You don’t have to agree that McCarraher’s “sacramental Romanticism” is the way forward in order to enjoy reading and getting intellectual nourishment from Enchantments of Mammon. I myself find parts of it a bit silly. For example, in the prologue McCarraher writes, “We will not be saved by our money, our weapons, or our technological virtuosity; we might be rescued by the joyful and unprofitable pursuits of love, beauty, and contemplation.” I don’t know if this sentence really means anything, but if it does, it means something either weirdly redundant or patently false. If we are to be saved from barbarism or climate apocalypse it’ll be with money and technology, not good vibes.

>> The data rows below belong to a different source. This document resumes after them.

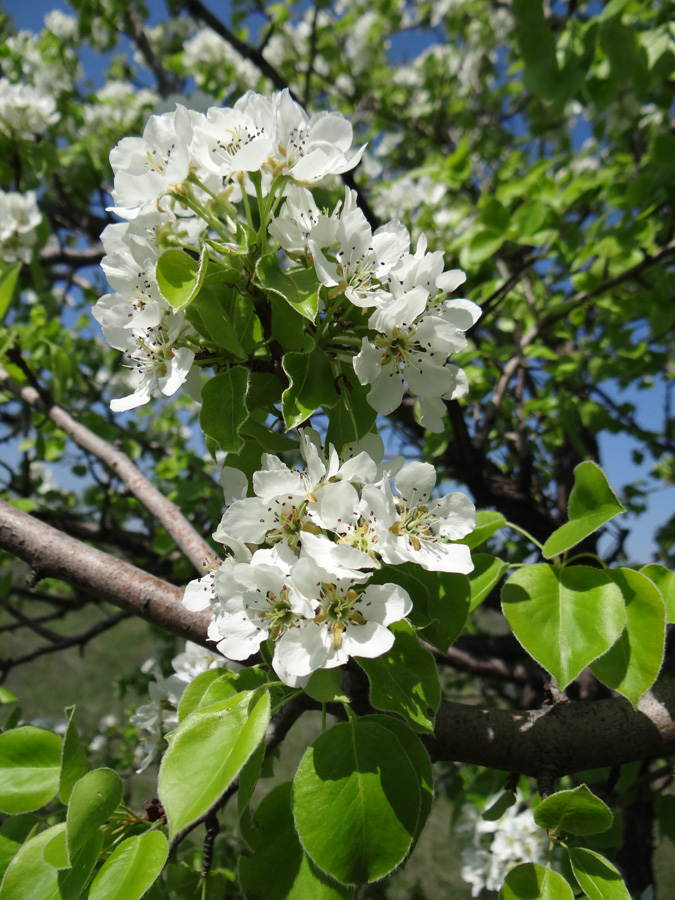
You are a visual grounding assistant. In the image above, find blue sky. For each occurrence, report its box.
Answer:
[3,0,675,561]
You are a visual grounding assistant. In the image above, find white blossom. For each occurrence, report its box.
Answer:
[0,78,59,139]
[0,190,42,263]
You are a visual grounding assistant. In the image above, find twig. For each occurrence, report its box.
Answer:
[0,357,215,573]
[0,612,131,677]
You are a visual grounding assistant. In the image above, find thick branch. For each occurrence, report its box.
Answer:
[0,500,675,777]
[427,681,675,778]
[0,367,215,573]
[0,500,209,646]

Nor do you have to completely buy into Enchantments of Mammon’s central thesis: that capitalism is our religion nowadays. There’s something to that idea, but McCarraher never says exactly what he means by “religion,” so a lot of the evidence he accumulates to prove his thesis is just businessmen and other defenders of capitalism applying religious metaphors to business.. The metaphors we use can say something about us—but not always. McCarraher himself applies religious metaphor to capitalism throughout the book; sometimes not always gracefully.
Still, if you think of religion as what someone worships (what they’re in awe of, what they put their faith for the future in, and what they use as a practical guide for everyday existence), then very few people treat their religion religiously; they believe in the magical power of money way more than they believe in the miracle power of God. Marx called money real magic, able to “transform all…incapacities in their contrary.” The Prosperity Gospel mentality tacitly assumes this, co-opting the magic of money for the absence of miracles from God.
I don’t think it’s possible or desirable to do any serious economic downscaling. A massive business like Amazon makes everyone’s lives better. And it isn’t the bigness of Amazon that makes working there miserable, it’s its hierarchy. A form of hierarchy it shares with almost all businesses big and small today. And some work will always be miserable and/or tedious. Which is okay. The very act of giving decision-making power to those doing the work will at least make it more pleasurable than it was before.
Enchantments of Mammon is a must-read for anyone serious about the mesmerizing power capitalism. It also introduces readers to dozens of other books (many of which I’d never heard of) that, based on McCarraher’s analysis, are must-reads as well.
You can get yourself into quite a lot of intellectual confusion if you lose track of the fact that capitalism is a labor system. And labor systems are not bestowed on us from on high. Nor should they be judged solely by the progress of their productive capacities. Communism wasn’t evil because it was inefficient; nor was that why slavery, feudalism, or child labor were. The evil was that they separated humanity into ruler and ruled. That is a separation still with us, but thanks to growing self-awareness and to books like Enchantments of Mammon, the debate on hierarchy is expanding beyond those who think it an absolute good and those who think it a necessary evil.